Solitude versus connectedness in adolescence

Humans have the fundamental need to be socially connected with others. It is known that being connected with others has strong positive effects on one’s wellbeing. However, during the pandemic all of us experience less face-to-face interactions and, thus, less social connection due to social distancing. Because the younger generation may experience the most restrictions on their daily social lives, one can argue that these young individuals are affected most by the pandemic. What does it mean for adolescents to spend more time alone, while it is so important for them to spend time with their peers?

The art of connection
During adolescence, interactions with peers become more important than interactions with family members. Adolescence can be seen as a transitional phase from childhood to adulthood with social challenges and behavioral changes. During this formative phase for social development, adolescents experience novel social situations with their peers. Being connected with their peers and friends is especially important for adolescents, because it helps them to navigate through a more complex social world. This, in turn, helps them to develop into a socially well-functioning adult with caring and mature social relations. Indeed, peer interactions and friendships during this developmental period are associated with positive short and long-term effects, such as higher resiliency, better school performance, more adaptive social skills, and better mental health.

The art of solitude
Even though social interactions and peer relationships are important for adolescents, alone-time can also be beneficial for their development. Some argue that adolescents need this alone-time to deal with their developmental tasks, since adolescence also represents a time of discovering oneself. Solitude can therefore be helpful at times. Several benefits, which may be of particular importance for adolescents during their formative years, are being mentioned in the literature:

Emotion regulation: solitude can play a role in the self-regulation of emotions and thoughts. Spending time alone can help people to reduce their negative affects, such as anxiety.

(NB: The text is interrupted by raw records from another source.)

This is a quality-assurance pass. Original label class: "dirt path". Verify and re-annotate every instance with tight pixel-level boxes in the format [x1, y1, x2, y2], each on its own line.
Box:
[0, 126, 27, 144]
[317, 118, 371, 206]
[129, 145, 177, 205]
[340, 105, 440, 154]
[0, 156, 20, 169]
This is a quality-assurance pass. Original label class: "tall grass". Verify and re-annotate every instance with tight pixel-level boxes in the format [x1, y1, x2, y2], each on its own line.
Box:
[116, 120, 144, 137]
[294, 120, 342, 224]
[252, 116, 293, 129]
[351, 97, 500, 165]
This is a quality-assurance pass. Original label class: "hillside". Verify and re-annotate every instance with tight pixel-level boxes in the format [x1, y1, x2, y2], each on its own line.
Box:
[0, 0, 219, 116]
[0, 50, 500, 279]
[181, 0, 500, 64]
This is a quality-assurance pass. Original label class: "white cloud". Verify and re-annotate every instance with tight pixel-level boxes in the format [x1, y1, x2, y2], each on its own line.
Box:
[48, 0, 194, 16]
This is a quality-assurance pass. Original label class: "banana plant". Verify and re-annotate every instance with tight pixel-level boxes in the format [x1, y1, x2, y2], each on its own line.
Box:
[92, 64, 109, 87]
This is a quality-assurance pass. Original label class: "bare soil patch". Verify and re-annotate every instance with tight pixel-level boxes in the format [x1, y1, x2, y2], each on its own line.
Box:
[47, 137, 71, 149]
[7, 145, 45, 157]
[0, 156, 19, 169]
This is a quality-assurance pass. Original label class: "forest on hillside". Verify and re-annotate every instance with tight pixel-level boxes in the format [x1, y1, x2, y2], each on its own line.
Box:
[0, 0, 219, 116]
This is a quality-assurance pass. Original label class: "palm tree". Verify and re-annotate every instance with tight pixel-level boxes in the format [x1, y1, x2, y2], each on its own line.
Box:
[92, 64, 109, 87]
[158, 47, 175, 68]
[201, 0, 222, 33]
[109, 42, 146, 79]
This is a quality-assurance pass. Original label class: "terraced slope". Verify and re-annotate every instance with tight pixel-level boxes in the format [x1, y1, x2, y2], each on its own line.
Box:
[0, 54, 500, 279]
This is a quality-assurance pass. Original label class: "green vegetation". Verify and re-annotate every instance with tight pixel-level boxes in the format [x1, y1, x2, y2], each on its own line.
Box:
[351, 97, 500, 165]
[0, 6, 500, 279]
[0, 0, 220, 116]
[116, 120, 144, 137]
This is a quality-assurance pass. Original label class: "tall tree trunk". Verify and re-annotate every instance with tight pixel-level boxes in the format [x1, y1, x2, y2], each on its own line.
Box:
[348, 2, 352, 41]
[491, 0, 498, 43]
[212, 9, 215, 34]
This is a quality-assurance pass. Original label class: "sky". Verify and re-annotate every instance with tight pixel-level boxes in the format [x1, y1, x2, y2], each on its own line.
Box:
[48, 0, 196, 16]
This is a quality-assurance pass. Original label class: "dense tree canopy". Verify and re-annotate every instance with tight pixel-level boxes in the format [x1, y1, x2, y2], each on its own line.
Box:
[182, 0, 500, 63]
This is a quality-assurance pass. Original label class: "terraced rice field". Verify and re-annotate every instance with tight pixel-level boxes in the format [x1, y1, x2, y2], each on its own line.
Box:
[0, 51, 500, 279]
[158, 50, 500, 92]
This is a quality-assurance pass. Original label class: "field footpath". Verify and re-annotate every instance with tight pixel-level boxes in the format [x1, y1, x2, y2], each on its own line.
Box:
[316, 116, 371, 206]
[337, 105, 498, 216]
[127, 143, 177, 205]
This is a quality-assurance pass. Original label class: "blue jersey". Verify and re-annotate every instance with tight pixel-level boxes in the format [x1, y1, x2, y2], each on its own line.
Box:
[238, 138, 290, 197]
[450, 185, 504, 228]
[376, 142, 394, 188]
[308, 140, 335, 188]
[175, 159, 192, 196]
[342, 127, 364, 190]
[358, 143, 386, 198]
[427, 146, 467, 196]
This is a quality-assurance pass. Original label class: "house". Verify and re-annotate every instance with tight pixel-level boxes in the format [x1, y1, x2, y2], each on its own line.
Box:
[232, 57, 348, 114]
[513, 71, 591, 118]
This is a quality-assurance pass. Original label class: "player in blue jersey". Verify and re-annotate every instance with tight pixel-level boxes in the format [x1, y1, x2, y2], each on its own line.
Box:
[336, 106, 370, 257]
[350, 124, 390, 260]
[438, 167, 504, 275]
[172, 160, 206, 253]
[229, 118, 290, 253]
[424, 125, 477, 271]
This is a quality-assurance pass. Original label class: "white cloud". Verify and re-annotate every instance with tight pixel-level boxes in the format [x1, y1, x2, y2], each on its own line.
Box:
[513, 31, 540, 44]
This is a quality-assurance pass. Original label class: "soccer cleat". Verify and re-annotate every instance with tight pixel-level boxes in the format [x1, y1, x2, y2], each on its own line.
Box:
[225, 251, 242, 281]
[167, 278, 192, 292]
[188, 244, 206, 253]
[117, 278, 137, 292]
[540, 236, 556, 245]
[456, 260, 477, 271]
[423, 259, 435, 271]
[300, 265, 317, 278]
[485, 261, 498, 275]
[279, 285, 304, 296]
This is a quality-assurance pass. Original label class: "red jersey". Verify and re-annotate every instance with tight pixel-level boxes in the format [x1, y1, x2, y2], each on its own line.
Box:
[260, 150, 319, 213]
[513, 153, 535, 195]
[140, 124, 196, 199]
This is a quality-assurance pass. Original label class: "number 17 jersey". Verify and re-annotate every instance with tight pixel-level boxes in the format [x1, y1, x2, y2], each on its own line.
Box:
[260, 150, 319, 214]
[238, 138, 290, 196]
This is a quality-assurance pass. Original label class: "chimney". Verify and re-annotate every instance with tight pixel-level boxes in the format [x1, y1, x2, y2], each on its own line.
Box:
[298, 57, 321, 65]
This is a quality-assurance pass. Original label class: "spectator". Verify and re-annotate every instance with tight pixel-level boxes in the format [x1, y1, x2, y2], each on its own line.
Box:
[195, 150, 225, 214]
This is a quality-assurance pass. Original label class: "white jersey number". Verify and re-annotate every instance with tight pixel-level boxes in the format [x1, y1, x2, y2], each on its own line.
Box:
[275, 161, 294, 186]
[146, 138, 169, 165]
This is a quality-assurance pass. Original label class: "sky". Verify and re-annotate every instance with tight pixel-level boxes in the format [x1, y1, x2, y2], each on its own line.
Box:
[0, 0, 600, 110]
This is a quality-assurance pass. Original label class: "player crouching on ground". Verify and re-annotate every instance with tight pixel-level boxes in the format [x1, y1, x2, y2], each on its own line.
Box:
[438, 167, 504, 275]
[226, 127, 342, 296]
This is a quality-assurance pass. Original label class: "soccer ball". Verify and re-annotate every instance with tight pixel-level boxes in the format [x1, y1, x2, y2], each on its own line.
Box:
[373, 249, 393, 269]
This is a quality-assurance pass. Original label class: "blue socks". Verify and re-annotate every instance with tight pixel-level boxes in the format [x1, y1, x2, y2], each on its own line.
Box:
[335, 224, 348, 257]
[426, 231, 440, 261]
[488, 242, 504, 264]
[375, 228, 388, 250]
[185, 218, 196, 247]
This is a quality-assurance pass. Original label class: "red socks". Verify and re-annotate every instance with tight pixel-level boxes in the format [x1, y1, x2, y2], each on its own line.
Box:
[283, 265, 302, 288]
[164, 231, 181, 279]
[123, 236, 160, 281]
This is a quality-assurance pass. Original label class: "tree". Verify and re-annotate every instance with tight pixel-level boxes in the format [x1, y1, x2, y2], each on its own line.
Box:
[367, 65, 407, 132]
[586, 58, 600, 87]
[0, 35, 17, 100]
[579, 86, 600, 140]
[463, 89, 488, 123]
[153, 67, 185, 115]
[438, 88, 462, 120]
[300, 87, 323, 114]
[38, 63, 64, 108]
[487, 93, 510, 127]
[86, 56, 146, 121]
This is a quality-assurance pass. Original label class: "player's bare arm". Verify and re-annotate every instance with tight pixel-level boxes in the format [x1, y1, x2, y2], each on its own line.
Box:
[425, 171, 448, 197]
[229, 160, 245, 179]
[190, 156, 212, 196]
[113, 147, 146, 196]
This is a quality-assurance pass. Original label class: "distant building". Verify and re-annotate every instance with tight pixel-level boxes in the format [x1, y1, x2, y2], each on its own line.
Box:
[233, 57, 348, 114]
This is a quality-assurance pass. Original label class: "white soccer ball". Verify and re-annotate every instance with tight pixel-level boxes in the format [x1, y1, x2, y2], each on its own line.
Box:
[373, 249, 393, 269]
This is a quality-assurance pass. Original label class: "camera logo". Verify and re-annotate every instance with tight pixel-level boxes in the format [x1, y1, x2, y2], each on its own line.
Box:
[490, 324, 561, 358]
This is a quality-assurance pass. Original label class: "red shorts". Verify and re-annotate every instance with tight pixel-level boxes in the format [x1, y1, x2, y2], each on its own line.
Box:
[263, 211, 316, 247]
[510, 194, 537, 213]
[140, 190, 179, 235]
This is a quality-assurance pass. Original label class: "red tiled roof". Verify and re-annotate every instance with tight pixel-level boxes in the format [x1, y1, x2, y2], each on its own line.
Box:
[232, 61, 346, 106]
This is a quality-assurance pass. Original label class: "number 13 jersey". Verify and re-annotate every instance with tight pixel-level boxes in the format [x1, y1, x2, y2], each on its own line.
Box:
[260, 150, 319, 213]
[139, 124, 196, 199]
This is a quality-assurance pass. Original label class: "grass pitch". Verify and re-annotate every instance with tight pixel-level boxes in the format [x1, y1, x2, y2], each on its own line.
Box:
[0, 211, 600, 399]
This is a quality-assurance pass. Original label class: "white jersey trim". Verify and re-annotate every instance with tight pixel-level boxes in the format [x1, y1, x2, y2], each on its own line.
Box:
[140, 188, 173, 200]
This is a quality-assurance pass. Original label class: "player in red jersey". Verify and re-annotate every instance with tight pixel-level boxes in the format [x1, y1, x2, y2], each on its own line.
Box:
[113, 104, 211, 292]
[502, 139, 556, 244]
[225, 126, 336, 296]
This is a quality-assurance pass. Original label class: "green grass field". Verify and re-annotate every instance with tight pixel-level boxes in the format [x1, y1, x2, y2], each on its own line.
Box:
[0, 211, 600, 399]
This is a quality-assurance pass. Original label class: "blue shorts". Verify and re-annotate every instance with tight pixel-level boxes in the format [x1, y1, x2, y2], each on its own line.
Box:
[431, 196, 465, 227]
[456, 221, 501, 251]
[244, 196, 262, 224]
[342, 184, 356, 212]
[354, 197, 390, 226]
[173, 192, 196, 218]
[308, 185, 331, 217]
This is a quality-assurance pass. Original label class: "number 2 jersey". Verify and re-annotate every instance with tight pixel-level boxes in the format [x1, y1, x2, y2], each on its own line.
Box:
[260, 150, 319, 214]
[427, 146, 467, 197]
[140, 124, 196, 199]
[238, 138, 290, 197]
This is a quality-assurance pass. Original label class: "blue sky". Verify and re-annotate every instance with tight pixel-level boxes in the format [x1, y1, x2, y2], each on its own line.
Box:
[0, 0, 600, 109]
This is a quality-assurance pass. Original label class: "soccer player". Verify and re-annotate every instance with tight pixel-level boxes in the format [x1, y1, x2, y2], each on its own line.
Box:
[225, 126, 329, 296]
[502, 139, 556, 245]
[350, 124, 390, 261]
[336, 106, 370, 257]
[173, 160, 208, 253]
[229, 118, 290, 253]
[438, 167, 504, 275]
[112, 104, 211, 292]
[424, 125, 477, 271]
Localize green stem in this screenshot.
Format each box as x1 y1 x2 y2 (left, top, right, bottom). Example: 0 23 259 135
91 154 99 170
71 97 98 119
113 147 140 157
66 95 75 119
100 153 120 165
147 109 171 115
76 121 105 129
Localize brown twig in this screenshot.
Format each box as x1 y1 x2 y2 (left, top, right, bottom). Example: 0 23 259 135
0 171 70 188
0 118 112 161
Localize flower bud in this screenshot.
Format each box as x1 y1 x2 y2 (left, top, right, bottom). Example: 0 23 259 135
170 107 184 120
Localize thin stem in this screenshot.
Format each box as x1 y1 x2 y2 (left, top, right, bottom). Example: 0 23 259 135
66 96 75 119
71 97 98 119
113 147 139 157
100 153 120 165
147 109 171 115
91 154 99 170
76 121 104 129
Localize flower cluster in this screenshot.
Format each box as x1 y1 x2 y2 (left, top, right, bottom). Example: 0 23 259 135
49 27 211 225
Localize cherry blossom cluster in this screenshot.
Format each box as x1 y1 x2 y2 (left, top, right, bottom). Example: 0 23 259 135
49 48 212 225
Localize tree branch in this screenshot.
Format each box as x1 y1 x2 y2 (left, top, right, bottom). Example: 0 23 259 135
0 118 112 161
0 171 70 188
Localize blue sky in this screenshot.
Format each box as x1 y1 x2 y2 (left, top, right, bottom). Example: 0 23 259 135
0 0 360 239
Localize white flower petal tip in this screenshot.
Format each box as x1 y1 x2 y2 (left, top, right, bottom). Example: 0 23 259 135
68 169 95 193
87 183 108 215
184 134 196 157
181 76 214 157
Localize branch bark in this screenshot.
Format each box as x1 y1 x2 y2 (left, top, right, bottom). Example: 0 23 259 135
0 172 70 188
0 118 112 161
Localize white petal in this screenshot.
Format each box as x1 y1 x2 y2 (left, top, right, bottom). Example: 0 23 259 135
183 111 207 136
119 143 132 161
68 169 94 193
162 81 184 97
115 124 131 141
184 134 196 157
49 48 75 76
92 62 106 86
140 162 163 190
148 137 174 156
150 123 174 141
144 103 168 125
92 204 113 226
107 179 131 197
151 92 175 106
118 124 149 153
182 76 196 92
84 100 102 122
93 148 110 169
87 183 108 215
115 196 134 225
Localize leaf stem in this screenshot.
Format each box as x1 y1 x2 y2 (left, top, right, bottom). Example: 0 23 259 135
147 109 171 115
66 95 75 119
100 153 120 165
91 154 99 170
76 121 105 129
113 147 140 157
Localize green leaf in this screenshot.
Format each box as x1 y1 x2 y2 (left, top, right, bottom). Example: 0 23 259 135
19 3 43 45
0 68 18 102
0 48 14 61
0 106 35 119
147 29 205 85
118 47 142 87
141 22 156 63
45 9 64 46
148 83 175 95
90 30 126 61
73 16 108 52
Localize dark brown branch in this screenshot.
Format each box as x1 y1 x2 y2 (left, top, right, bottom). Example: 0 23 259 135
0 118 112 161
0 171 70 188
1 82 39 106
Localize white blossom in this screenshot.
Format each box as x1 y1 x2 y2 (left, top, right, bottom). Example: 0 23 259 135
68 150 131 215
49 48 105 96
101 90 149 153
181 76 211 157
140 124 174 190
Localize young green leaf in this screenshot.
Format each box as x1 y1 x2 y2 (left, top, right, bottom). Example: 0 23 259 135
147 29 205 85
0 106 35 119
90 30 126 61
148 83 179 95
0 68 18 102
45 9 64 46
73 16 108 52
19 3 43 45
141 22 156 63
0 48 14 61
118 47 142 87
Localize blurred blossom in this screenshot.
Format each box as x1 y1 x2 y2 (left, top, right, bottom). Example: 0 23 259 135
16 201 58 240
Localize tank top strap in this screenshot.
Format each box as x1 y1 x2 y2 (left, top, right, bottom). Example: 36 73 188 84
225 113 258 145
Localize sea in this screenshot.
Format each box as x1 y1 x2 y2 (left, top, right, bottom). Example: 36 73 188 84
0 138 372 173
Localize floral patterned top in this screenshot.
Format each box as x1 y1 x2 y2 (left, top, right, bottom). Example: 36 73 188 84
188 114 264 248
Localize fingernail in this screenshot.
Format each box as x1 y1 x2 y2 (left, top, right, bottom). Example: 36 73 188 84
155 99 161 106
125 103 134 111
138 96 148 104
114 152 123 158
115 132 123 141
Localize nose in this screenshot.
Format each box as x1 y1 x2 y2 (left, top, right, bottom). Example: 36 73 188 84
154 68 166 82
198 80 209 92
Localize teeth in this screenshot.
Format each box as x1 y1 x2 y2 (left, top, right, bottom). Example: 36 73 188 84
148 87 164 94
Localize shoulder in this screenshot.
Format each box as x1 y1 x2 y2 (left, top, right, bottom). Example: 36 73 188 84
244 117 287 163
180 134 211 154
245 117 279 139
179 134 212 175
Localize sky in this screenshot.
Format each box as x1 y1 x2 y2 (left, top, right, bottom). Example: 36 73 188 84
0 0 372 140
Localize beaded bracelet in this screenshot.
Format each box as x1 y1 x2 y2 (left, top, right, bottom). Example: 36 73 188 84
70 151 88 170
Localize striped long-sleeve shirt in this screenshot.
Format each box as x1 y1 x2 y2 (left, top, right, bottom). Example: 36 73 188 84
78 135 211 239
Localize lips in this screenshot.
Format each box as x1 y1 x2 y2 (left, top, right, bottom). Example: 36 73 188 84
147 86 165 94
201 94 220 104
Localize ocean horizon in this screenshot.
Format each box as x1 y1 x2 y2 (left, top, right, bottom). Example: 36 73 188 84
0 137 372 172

Self-awareness: solitude is also a time to reflect on and to process experiences and thoughts. These self-focused experiences can in turn increase self-awareness (i.e., the awareness of one’s own thoughts and feelings), which is an adaptive ability for adolescents to have.

Creativity: creative work can be achieved by spending time alone. Adolescents are known for their creativity and ‘out of the box’ thinking. Alone-time can help adolescents to develop and utilize their creativity.

Identity development: solitude serves as an opportunity to explore one’s identity, because it creates time and space to reflect on your emotions, thoughts and experiences. This may be of particular importance during adolescence, since establishing one’s identity is a crucial task in this developmental period.


“The value of time alone rises particularly during adolescence, when it is useful for emotional restoration, pursuit of autonomous activities, and teenagers’ development of interests and identities.”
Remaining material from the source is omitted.